Massachusetts General Hospital (MGH) has received a transformational gift from the Lunder Foundation of Portland, Maine that aims to reinvent health care education for the 21st century and ensure the highest quality care for every patient.
This commitment — one of the largest ever to support education across the health professions — will enhance the training of providers in all roles now and into the future by funding three linked, interdependent initiatives: the Peter L. Slavin, MD Academy for Applied Learning in Health Care; the Lunder Learning Hospital; and the MGH Learning Endowment.
“This transformational gift will galvanize interprofessional education for clinicians and teams across Mass General, improve care for patients and reinforce the hospital’s lasting legacy as a leading force in health professions education worldwide,” said hospital president David F.M. Brown, MD.
The Lunder Foundation has deep philanthropic ties to MGH. In 2010, the Lunder Foundation presented MGH with a $35 million gift to support a new facility, completed in 2011 and named in honor of the Peter and Paula Lunder Family, as well as an additional $5 million gift to develop and launch an educational initiative aimed at health care providers in Maine. The Foundation’s new $50 million commitment will count toward the hospital’s current fundraising effort, The Campaign for Mass General, which aims to raise $3 billion by December 31, 2024, the largest fundraising campaign in the hospital’s 210-year history and the largest campaign nationwide for a stand-alone academic medical center hospital.
“The Lunder Foundation has a strong and longstanding commitment to supporting innovation in higher education and health care,” said Foundation President Kevin Gillis. “We are pleased to help launch these new initiatives at Mass General and are confident they will have an impact on the lives of patients and health care professionals across the region and beyond.”
The Peter L. Slavin, MD Academy for Applied Learning in Health Care will serve as the institutional hub for this ambitious effort. This new center — named in recognition of the former hospital president and his longtime commitment to education in the service of all hospital missions — will support and develop education-based faculty; foster educational innovation; explore and expand opportunities to introduce new practices and technologies; inspire and expand scholarship in the science of learning; and transform the landscape of interprofessional and system-wide medical education everywhere.
“The Slavin Academy is designed to raise the bar for lifelong training and education for caregivers to be a sought-after, inclusive, accessible and affirming element of their ever-evolving, lifesaving work, an educational experience that helps improve their patients’ satisfaction and outcomes in parallel,” said Bob Carter, MD, PhD, chief of Neurosurgery at MGH and chair of the Executive Committee on Teaching and Education — the hospital’s central planning and policy-making body for education.

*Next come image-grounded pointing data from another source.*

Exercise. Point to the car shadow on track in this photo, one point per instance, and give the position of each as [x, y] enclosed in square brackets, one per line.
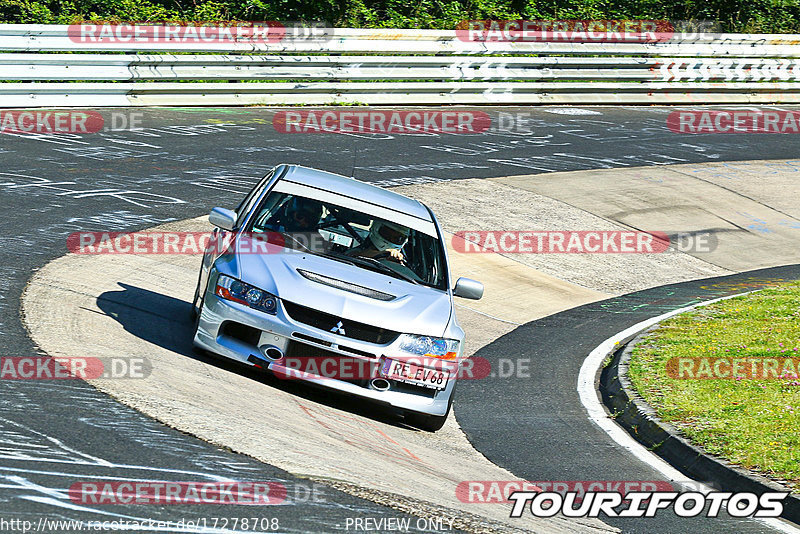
[165, 321]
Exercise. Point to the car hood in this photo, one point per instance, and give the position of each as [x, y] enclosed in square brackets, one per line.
[415, 310]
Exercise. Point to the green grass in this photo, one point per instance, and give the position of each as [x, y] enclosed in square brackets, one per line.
[750, 422]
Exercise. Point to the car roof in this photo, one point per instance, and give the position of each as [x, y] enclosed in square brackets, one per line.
[350, 187]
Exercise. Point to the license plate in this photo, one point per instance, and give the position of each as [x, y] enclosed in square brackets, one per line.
[414, 374]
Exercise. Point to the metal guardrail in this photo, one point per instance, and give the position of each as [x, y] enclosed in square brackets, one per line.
[706, 68]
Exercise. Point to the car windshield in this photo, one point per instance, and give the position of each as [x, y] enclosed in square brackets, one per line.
[350, 236]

The second initiative, the Lunder Learning Hospital, will be a “training ground” for students, trainees, and staff across the institution. Designed to look, feel, and function like a hospital in microcosm, with its own outpatient clinic, emergency department, operating room and specialty units, the Learning Hospital will be “staffed” by MGH teams on a rotating basis. Providers will train on life-like simulators and instructional models, and with actors portraying patients. The Lunder Learning Hospital will also incorporate emerging technologies, such as virtual reality, to prepare care providers for a vast range of scenarios.

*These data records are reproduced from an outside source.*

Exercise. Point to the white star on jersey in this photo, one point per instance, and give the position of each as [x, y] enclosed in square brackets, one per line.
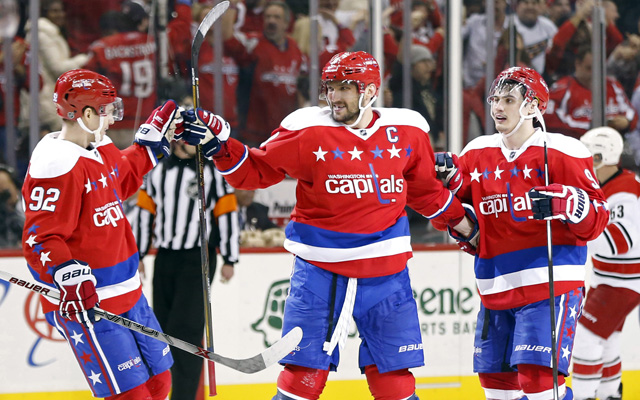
[44, 257]
[320, 154]
[31, 241]
[355, 153]
[77, 337]
[475, 175]
[394, 152]
[574, 312]
[498, 172]
[95, 377]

“Looking ahead, it will be those health care systems that prioritize workforce education that will provide better care,” said Gordon. “The Lunder Foundation’s generosity will create a workforce-based educational enterprise that will elevate Mass General toward a level of consistent high performance previously unseen in the health care industry, ensuring that advances in medical science and clinical care are translated to every patient, every time.”
Although the funds are fully allocated to the three central initiatives, the Lunder Foundation has challenged MGH to match the gift to further sustain education efforts at the hospital. Gifts made to departments and programs across the institution, such as endowed chairs of education and endowed fellowships, as well as gifts to the Slavin Academy, will count toward the match.
“At Mass General, we don’t aspire to just be on par with our peer institutions — we aspire to be able to teach the world how to transform the patient care experience,” said Ann Prestipino, senior vice president at MGH and the Massachusetts General Physicians Organization. “The Lunder Foundation’s visionary gift will make it possible for us to introduce a new model for education that we believe will resonate for decades to come with health care institutions — and, most important, the patients who count on them for exceptional care.”